参院選直前のこの時期に公開が出来たことに驚きました。
きっと何かしらの圧力はあったことでしょうが、イオンシネマだからこそ公開出来たのでしょう。
映画の内容からするとデンキカン向きな作品ですが、恐らくデンキカンでの上映だったならば何らかの圧力がかかって、
1週間限定上映となっていたかもしれません。


 主役の新聞記者役は、日本人の俳優さんではありません。
日本語がたどたどしい韓国の俳優さんです。
真偽のほどは分かりませんが、日本人の女優さんはどなたもこの役を引き受けなかったとも伝えられています。
言葉の拙さは致し方ありませんが、リアルな表情や優れた演技力からは、必死さが痛いほど伝わって来ました。


 内閣情報調査室に勤める官僚役の松坂桃李さんの熱演も素晴らしかったですが、
私は特に、内閣情報調査室長を演じた田中哲司の演技にはリアリティが感じられました。
田中哲司さんは、こういう不気味な癖の強い人物を演じさせたらとてもうまい俳優さんです。
一体この人は心の中で何を考えているんだろう、と思わせる冷酷さが強く印象に残りました。

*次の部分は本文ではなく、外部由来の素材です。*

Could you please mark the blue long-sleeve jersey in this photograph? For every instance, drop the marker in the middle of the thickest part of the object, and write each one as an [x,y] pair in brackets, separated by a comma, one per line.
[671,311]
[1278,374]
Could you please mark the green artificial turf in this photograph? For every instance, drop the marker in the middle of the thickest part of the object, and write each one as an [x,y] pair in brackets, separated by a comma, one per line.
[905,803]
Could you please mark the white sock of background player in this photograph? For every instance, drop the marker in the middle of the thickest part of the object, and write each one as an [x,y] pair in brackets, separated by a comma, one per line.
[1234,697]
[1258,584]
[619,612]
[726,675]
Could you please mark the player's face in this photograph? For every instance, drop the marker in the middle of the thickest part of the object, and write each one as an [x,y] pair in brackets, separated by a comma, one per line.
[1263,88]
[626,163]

 映画公開と同時に、映画の公式サイトにアクセスが集中して、サイトがパンクした注目度の高い作品です。
藤井監督は「この映画の企画をもらった時に、自信がなくて2回くらいお断りしました。」と告白されていますが、
骨太で見応えのある作品に仕上がっています。
よくぞ制作出来た、よくぞ公開出来た、という思いがした正統派の社会派映画です。